MOE Key Laboratory of Bioinformatics, School of Life Sciences, Tsinghua University, Beijing, China.
Beijing Frontier Research Center for Biological Structure, Tsinghua University, Beijing, China.
Nat Comput Sci. 2024 Nov;4(11):840-850. doi: 10.1038/s43588-024-00716-2. Epub 2024 Oct 25.
Accurate prediction of protein mutation effects is of great importance in protein engineering and design. Here we propose GeoStab-suite, a suite of three geometric learning-based models-GeoFitness, GeoDDG and GeoDTm-for the prediction of fitness score, ΔΔG and ΔT of a protein upon mutations, respectively. GeoFitness engages a specialized loss function to allow supervised training of a unified model using the large amount of multi-labeled fitness data in the deep mutational scanning database. To further improve the downstream tasks of ΔΔG and ΔT prediction, the encoder of GeoFitness is reutilized as a pre-trained module in GeoDDG and GeoDTm to overcome the challenge of lacking sufficient labeled data. This pre-training strategy, in combination with data expansion, markedly improves model performance and generalizability. In the benchmark test, GeoDDG and GeoDTm outperform the other state-of-the-art methods by at least 30% and 70%, respectively, in terms of the Spearman correlation coefficient.

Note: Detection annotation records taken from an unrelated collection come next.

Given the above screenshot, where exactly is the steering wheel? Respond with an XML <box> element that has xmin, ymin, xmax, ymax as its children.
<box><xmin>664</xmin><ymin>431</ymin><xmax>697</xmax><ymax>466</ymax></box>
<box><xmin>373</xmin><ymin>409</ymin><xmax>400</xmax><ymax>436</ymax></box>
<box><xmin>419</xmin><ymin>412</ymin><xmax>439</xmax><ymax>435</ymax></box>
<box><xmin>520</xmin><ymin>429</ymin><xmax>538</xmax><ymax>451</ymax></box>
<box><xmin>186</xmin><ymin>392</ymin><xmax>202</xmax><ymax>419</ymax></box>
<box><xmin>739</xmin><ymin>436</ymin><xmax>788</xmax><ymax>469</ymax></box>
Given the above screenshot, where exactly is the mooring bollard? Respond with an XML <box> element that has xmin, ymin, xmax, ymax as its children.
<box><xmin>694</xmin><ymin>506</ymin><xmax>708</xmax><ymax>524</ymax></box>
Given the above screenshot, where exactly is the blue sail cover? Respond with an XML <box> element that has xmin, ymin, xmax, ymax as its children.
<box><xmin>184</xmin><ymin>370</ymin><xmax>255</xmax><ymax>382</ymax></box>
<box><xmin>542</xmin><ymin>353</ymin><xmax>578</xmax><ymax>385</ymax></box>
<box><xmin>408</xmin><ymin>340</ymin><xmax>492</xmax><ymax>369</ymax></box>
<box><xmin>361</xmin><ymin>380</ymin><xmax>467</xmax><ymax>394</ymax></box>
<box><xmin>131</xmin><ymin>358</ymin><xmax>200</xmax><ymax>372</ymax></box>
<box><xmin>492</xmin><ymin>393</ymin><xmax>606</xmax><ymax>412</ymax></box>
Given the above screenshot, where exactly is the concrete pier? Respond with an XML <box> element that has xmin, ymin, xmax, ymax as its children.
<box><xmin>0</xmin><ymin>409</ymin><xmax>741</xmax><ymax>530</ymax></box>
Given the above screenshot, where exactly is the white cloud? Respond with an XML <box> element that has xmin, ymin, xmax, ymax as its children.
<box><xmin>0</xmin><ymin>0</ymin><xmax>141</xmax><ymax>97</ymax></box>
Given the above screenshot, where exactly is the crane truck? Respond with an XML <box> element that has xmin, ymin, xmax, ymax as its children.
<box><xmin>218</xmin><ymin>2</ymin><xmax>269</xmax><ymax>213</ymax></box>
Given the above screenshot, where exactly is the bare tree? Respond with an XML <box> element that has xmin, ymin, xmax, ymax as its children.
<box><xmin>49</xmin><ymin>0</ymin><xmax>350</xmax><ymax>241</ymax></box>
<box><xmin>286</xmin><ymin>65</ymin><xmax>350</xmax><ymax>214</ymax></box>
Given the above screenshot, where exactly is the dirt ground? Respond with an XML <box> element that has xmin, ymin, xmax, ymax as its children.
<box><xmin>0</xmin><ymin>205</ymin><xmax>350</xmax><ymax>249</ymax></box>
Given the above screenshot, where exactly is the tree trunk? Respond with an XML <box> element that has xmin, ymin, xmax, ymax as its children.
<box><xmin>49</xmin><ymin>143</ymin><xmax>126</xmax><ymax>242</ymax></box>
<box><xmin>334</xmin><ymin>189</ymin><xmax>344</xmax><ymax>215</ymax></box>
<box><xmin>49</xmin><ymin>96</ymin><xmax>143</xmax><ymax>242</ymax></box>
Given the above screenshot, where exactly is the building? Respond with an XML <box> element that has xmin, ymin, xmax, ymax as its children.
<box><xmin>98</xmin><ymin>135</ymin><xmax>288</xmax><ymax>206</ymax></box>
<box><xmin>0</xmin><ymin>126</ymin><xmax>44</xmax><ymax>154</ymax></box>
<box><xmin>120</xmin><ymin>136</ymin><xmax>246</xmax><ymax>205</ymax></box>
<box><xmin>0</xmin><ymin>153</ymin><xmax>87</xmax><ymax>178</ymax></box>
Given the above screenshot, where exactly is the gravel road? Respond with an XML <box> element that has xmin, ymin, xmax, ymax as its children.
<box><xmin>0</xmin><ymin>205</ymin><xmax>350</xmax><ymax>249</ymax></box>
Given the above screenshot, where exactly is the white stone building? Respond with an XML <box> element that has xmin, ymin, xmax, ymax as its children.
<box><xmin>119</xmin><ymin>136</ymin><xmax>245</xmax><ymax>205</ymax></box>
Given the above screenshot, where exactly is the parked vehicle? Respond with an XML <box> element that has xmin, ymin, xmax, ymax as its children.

准确预测蛋白质突变效应在蛋白质工程和设计中具有重要意义。在这里,我们提出了 GeoStab-suite,这是一套基于几何学习的三个模型——GeoFitness、GeoDDG 和 GeoDTm——分别用于预测蛋白质突变后的适合度得分、ΔΔG 和 ΔT。GeoFitness 采用了专门的损失函数,允许使用深度突变扫描数据库中大量多标签适合度数据对统一模型进行有监督训练。为了进一步提高 ΔΔG 和 ΔT 预测的下游任务,GeoFitness 的编码器被重新用作 GeoDDG 和 GeoDTm 的预训练模块,以克服缺乏足够标记数据的挑战。这种预训练策略,结合数据扩展,显著提高了模型的性能和泛化能力。在基准测试中,GeoDDG 和 GeoDTm 在斯皮尔曼相关系数方面分别比其他最先进的方法至少高出 30%和 70%。